Bubba was at the police station explaining to the officer why his cousin shot him.
"We wuz havin' us a real good time drinkin'," he explained, "when my cousin Billy Bob picked up his rifle and asked us fellas if we wanna go a huntin'."
"Okay," then what happened?" the officer asked.
"That's when I stood up and said, 'Sure. I'm game'!"
A redneck farmhand is driving 'round the farm, checking the fences.
After a few minutes he radios his boss and says, "Boss, I've got a problem. I hit a pig on the road and he's stuck in the bull-bars of my truck. He's still wriggling - what should I do?"
"In the back of your truck there's a shotgun. Shoot the pig in the head and when it stops wriggling you can pull it out and throw it in a bush."
The farm worker says okay and signs off. About 10 minutes later he radios back. "Boss I did what you said, I shot the pig and dragged it out and threw it in a bush."

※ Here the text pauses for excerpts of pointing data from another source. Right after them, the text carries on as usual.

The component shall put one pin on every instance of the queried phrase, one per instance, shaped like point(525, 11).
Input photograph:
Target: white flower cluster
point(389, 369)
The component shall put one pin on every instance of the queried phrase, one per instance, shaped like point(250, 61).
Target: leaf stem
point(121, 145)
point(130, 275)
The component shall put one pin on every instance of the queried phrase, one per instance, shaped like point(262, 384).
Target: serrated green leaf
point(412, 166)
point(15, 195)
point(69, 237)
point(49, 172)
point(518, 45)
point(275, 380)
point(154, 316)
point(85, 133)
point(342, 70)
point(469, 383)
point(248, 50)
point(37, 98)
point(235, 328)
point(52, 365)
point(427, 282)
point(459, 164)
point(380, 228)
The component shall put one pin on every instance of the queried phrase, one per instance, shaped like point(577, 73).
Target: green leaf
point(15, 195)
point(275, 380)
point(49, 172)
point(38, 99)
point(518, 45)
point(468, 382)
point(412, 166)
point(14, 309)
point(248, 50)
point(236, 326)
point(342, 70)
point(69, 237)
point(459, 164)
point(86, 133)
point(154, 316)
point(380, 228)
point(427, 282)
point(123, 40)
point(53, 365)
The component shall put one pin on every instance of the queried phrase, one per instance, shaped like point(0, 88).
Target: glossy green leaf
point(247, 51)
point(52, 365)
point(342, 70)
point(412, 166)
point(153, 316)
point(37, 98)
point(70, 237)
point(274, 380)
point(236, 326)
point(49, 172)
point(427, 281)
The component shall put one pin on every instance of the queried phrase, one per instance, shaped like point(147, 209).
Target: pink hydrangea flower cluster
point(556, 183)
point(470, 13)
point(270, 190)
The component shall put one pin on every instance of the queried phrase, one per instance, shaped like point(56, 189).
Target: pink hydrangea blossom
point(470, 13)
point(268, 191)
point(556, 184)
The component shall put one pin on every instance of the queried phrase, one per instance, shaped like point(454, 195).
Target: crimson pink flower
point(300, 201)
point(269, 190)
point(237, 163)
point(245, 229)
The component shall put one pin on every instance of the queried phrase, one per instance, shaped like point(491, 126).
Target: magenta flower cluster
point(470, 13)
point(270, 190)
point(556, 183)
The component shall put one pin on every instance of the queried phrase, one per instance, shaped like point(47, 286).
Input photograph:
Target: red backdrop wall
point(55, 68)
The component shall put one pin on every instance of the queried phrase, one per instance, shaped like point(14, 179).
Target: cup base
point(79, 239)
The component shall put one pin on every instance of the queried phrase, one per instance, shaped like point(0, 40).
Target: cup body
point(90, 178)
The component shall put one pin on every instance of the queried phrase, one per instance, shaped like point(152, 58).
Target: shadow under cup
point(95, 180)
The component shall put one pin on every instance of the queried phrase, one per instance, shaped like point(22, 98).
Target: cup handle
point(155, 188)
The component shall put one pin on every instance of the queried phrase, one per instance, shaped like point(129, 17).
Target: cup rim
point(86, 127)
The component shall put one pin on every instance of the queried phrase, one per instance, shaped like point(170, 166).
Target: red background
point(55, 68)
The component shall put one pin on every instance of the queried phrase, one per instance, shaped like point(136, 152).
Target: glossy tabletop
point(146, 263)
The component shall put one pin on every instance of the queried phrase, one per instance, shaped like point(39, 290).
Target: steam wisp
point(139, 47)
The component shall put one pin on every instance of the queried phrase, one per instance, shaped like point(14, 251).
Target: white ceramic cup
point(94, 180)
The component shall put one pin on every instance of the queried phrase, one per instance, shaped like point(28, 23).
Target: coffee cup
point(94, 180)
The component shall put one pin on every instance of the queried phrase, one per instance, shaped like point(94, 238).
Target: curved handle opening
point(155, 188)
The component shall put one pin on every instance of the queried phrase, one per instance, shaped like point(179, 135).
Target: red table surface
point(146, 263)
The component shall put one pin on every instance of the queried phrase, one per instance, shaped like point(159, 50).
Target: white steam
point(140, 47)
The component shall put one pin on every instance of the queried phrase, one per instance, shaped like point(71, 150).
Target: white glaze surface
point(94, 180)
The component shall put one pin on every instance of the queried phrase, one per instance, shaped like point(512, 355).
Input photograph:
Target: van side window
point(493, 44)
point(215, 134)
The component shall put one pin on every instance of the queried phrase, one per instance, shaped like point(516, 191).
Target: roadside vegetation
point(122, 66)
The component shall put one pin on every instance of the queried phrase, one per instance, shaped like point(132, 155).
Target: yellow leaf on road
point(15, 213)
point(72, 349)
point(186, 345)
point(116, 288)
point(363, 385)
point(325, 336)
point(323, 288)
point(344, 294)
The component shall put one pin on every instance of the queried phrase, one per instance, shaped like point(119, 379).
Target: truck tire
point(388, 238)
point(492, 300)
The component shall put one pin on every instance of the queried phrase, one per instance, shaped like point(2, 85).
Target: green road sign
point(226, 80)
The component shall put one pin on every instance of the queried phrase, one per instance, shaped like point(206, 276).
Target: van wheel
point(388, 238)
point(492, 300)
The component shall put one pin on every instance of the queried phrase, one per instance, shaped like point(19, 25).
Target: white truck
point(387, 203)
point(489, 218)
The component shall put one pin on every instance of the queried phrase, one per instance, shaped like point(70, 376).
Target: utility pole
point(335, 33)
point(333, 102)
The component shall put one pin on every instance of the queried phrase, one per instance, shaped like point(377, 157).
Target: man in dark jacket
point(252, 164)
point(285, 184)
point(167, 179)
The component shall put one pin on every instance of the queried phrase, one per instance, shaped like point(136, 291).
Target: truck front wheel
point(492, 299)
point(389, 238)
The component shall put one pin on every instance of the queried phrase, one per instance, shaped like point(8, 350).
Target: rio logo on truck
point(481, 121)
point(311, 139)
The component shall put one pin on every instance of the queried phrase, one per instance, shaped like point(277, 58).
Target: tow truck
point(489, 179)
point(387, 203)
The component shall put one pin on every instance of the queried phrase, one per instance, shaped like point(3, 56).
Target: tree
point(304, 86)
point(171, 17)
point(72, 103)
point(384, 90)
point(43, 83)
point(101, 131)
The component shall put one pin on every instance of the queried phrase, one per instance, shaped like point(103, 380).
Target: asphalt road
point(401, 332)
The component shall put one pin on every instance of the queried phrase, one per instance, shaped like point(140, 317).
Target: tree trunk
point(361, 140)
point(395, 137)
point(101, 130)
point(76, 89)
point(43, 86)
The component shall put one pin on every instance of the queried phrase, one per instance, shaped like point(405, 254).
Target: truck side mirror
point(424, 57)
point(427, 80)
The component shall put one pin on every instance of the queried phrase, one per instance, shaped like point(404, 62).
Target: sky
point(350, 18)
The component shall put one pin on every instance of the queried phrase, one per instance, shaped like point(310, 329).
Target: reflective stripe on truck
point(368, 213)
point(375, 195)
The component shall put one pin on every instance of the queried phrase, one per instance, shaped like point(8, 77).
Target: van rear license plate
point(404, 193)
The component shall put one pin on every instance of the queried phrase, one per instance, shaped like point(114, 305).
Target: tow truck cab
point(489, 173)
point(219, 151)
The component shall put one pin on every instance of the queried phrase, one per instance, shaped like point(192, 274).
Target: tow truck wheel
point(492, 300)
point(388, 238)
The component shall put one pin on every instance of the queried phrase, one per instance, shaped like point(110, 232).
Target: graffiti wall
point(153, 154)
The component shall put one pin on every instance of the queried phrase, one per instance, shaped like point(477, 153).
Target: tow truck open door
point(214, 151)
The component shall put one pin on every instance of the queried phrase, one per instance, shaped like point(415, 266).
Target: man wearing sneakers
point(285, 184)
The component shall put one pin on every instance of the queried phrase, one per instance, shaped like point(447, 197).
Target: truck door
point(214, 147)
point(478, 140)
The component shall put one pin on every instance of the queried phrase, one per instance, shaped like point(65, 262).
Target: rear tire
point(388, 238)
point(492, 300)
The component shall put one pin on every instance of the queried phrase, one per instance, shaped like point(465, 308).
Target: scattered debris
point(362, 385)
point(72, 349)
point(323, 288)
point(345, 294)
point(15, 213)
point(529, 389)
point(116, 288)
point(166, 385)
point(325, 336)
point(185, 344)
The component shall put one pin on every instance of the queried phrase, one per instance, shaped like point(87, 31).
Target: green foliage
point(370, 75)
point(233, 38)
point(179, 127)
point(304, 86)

"So what's the problem now?" his Boss snapped.
"The blue light on his motorcycle is still flashing."
A young boy went running down the street in search of a policeman. Finding one, he pleaded, "Officer, please I need you to come back to the bar with me. My dad is in a fight."
The officer accompanied him back to the bar where he found three guys in a fistfight. "Ok, now which one is your father?" he asked the young boy.
"I don't know, officer. That's what they're fighting about!"